If a worker’s obligation to remain physically present at a place determined by their employer limits that worker’s opportunities to devote him or herself to personal and social interests, that time should be regarded as ‘working time’ for the purposes of the Working Time Directive.
This is a recent ruling from the European Court of Justice (ECJ) in a case brought by a Belgian fire fighter and has implications for UK employers who operate on-call or stand-by systems of work, e.g. emergency services, IT support, public relations.
Mr Matzak brought the case under the Working Time Directive (WTD) based on the significant constraints placed on him during the time he was on-call. One week in every four, his employer expected him to be on-call at home during evenings and weekends. During this time, he was also obliged to remain within eight minutes of his place of work. The employer did not pay Mr Matzak for the time he was expected to be on-call.

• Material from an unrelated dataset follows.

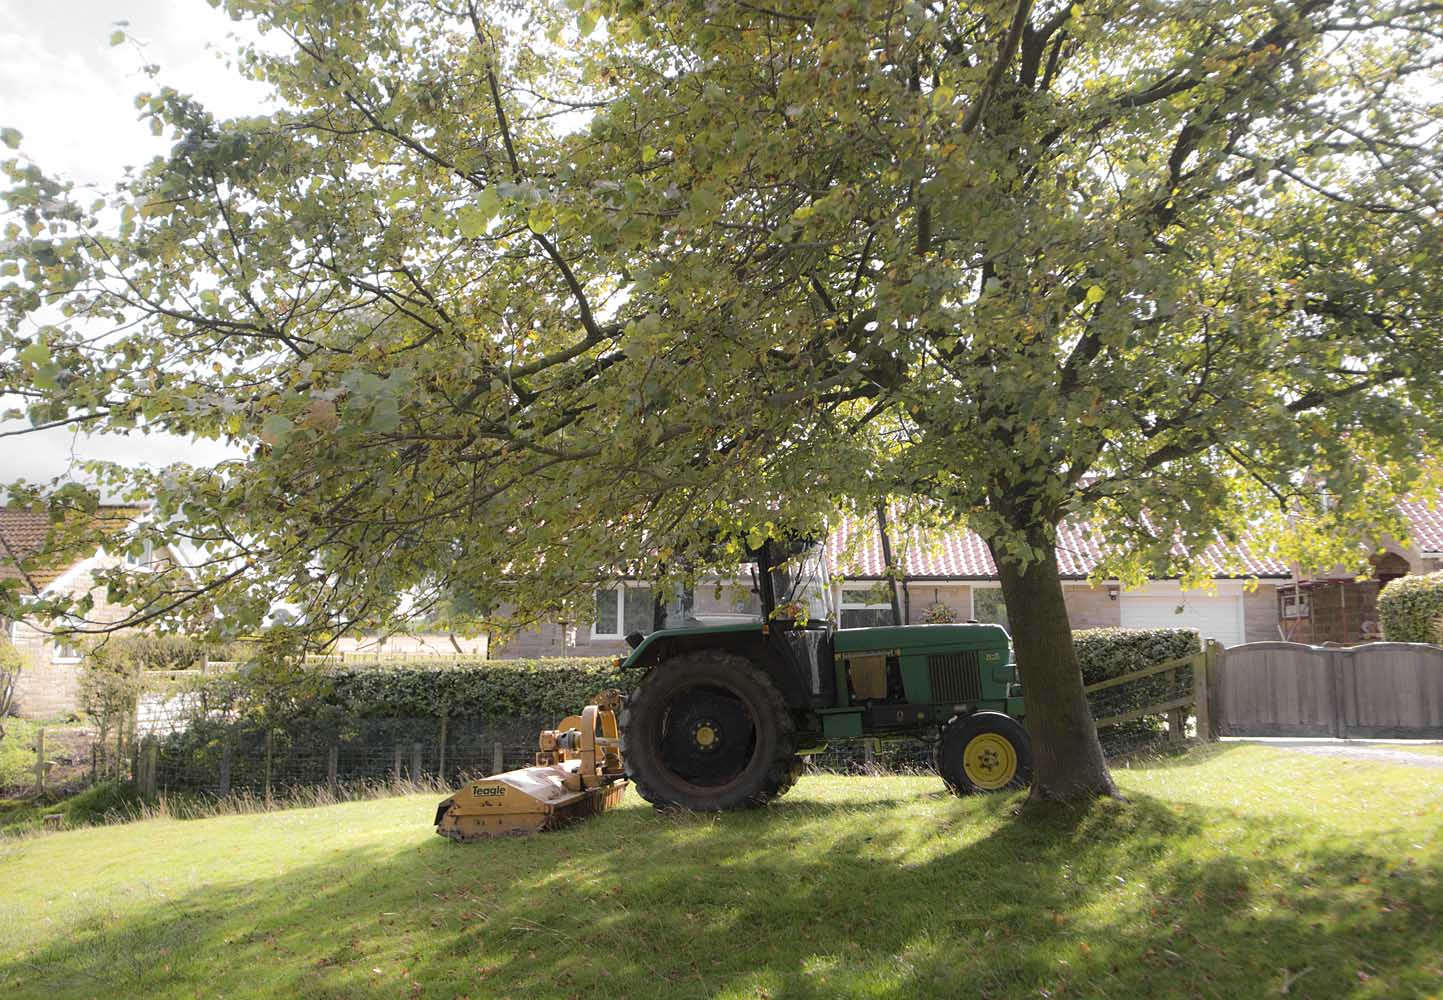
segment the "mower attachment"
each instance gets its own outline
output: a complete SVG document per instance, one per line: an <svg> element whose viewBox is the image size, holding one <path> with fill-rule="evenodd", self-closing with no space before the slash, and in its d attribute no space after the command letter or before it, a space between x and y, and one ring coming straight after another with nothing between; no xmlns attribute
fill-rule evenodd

What is the Working Time Directive (WTD)?
The objective of the Working Time Directive is to ensure the health and safety of workers by granting them adequate rest periods. This European legislation limits the length of the working week, and governs minimum entitlements to rest breaks and paid holiday leave. In the UK, the WTD is implemented into law by the Working Time Regulations 1998.
In this case, the ECJ ruled that the quality of Mr Matzak’s rest periods, (i.e. his evenings and weekends), had been restricted by his employer. Under the WTD the more restrictive the constraints, the more likely it will be that the time will be regarded as working time rather than a rest period.
What employers need to know about stand-by time
The judgement has no direct implications for remuneration during on-call time
Contrary to inferences in a number of British media reports, the ECJ’s ruling does not have any direct implications with regard to pay for such periods in the UK. It does not change the definition of working time for the purposes of the National Minimum Wage (NMW) regulations. This excludes any time where the worker is genuinely on-call, but based at home.
It is important to note that the NMW regulations make a distinction between genuine ‘on-call’ time, and instances where, although based at home and providing what might be termed an ‘on-call’ service, the worker can be deemed to be working throughout the whole of their shift.
An example of such a case involved nurses who were required to answer and respond to calls made to an out of hours telephone service during the night, and who did so from home. Although they were free to spend the time between calls as they wished, the Tribunal deemed that the whole shift constituted working time for the purposes of the NMW.